Code Challenge: Best Time to Buy and Sell Stock

js coding challenge

As someone that has jumped stacks a couple times in the last few years, I'm productive in multiple languages but I miss the level of mastery I felt when I had focused effort on a single language for an extended period of time. I work in javascript these days and I love it, and would like to level up so I decided to work through challenges on LeetCode.

To help solidify learnings I'll be blogging my progress through the challenges. This the second challenge and I felt like I hit the groove pretty quickly.

You are given an array prices where prices[i] is the price of a given stock on the ith day.

Find the maximum profit you can achieve. You may complete as many transactions as you like (i.e., buy one and sell one share of the stock multiple times).

Note: You may not engage in multiple transactions simultaneously (i.e., you must sell the stock before you buy again).

Constraints:

  • 1 <= prices.length <= 3 * 10^4
  • 0 <= prices[i] <= 10^4

I took a bit more time upfront looking at a few of the test cases the solution would be run through. This helped me spot a pattern that I thought would get me pretty close. This is another example of using a 2 pointer technique, the current price and the next price. It can be easy to get in your head a bit and over think things though.

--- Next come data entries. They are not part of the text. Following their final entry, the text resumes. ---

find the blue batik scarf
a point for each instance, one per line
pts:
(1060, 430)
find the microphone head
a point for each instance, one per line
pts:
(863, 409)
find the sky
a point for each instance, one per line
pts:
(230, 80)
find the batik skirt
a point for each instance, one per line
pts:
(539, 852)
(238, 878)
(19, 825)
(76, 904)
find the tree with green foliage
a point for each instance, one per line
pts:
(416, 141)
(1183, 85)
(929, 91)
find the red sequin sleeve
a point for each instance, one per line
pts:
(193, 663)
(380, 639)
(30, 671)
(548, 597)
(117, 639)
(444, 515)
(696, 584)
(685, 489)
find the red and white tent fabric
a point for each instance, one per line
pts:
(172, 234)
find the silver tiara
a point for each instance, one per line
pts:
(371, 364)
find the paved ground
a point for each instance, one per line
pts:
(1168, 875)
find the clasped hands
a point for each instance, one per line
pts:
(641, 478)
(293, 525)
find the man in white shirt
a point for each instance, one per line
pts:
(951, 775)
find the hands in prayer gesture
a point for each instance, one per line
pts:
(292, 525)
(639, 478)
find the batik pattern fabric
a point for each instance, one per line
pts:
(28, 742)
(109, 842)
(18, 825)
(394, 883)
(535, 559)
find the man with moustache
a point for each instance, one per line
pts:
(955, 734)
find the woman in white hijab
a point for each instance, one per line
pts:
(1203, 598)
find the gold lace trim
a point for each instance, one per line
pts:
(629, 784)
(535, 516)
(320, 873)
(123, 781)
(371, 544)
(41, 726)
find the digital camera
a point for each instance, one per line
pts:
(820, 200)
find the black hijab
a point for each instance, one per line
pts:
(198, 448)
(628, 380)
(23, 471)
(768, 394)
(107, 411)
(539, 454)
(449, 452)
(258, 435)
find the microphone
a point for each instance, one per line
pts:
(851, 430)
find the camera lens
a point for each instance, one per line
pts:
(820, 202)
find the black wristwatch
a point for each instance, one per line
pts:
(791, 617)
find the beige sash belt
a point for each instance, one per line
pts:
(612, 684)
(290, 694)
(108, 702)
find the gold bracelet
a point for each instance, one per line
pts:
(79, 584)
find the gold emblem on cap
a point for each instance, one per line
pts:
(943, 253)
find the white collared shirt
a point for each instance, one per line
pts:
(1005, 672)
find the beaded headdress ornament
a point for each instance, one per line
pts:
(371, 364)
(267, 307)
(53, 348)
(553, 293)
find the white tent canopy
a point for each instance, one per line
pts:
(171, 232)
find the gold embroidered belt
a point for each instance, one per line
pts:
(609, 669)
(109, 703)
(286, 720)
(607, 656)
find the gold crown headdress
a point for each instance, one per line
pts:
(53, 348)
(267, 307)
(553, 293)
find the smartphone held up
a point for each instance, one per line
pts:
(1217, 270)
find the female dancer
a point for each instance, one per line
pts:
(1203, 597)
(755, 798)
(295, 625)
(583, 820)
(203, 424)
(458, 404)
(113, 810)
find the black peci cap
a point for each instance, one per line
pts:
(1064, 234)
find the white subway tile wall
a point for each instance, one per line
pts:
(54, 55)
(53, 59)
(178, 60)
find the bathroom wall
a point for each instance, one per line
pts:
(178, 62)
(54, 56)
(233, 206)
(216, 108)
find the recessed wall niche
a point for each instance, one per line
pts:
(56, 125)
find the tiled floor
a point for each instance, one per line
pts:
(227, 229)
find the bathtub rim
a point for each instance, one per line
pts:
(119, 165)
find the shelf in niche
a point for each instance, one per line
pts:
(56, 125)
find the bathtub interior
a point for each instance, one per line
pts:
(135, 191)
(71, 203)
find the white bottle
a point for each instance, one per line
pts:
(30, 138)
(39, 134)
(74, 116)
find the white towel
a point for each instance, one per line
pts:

I started with variables for what i knew I would need to store:

  • profit to hold the accumulated earnings
  • buyPrice to capture the last price bought at
  • sellingTime a flag to indicate whether I was in buy or sell mode.

For buying the logic is pretty simple, only buy when the current price is lower than the next price. This guarantees a sale for profit in future iterations.

For selling, its all about profit, comparing the last buy price with current and next days price. If there's more profit selling today than selling tomorrow then sell, otherwise wait until tomorrow and check the future again. Since profit of some sort was determined before buying, future iterations will only increase the profit.

/**
 * @param {number[]} prices
 * @return {number}
 */
var maxProfit = function(prices) {
    let profit=0;
    let buyPrice;
    let sellingTime=false;   

    for(let i=0;i<prices.length;i++){       
        if(i<prices.length-1){
            let currentPrice =prices[i];
            let nextPrice =prices[i+1];
            if(!sellingTime){ //buy mode
                if(currentPrice<nextPrice){
                    buyPrice=currentPrice;
                    sellingTime=true;
                    console.log("bought at ",buyPrice)
                }
            }else{ // selling time
                    // if profit today > tomorrow 
                    const profitToday=currentPrice-buyPrice
                    const profitTomorrow=nextPrice-buyPrice
                    if(profitToday>profitTomorrow){
                        profit+=profitToday;
                        console.log("sold at ",currentPrice)
                        sellingTime=false;
                    }
            }
        }
    }
    return profit;
};

That got me pretty close, but I ran into an issue with nextPrice being set incorrectly on the last iteration. To solve this, I default nextPrice to the current price and overwrite it the rest of the time. It may be more clear, to invert that logic and only overwrite nextPrice in the specific case it needed to be different than usual.

var maxProfit = function(prices) {
    let profit=0;
    let buyPrice;
    let sellingTime=false;

    for(let i=0;i<prices.length;i++){
        let currentPrice =prices[i];
        let nextPrice =prices[i];
        if(i<prices.length-1){
            nextPrice =prices[i+1];
        } 
            if(!sellingTime){ //buying time
                if(currentPrice<nextPrice){
                    buyPrice=currentPrice;
                    sellingTime=true;
                }
            } else{ // selling time
                    const profitToday=currentPrice-buyPrice
                    const profitTomorrow=nextPrice-buyPrice
                    if(profitToday>=profitTomorrow){
                        profit+=profitToday;
                        sellingTime=false;
                    }
            }
        }
    return profit;
};

This successfully completed the challenge. I was happier with my performance this time than in the last challenge, but it still feels solidly in riddle territory. The challenge was simple once I solved the bulk of the problem, but given more pressure I can see how folks could get stuck. Once again I am grateful for the test suite to help guide my progress.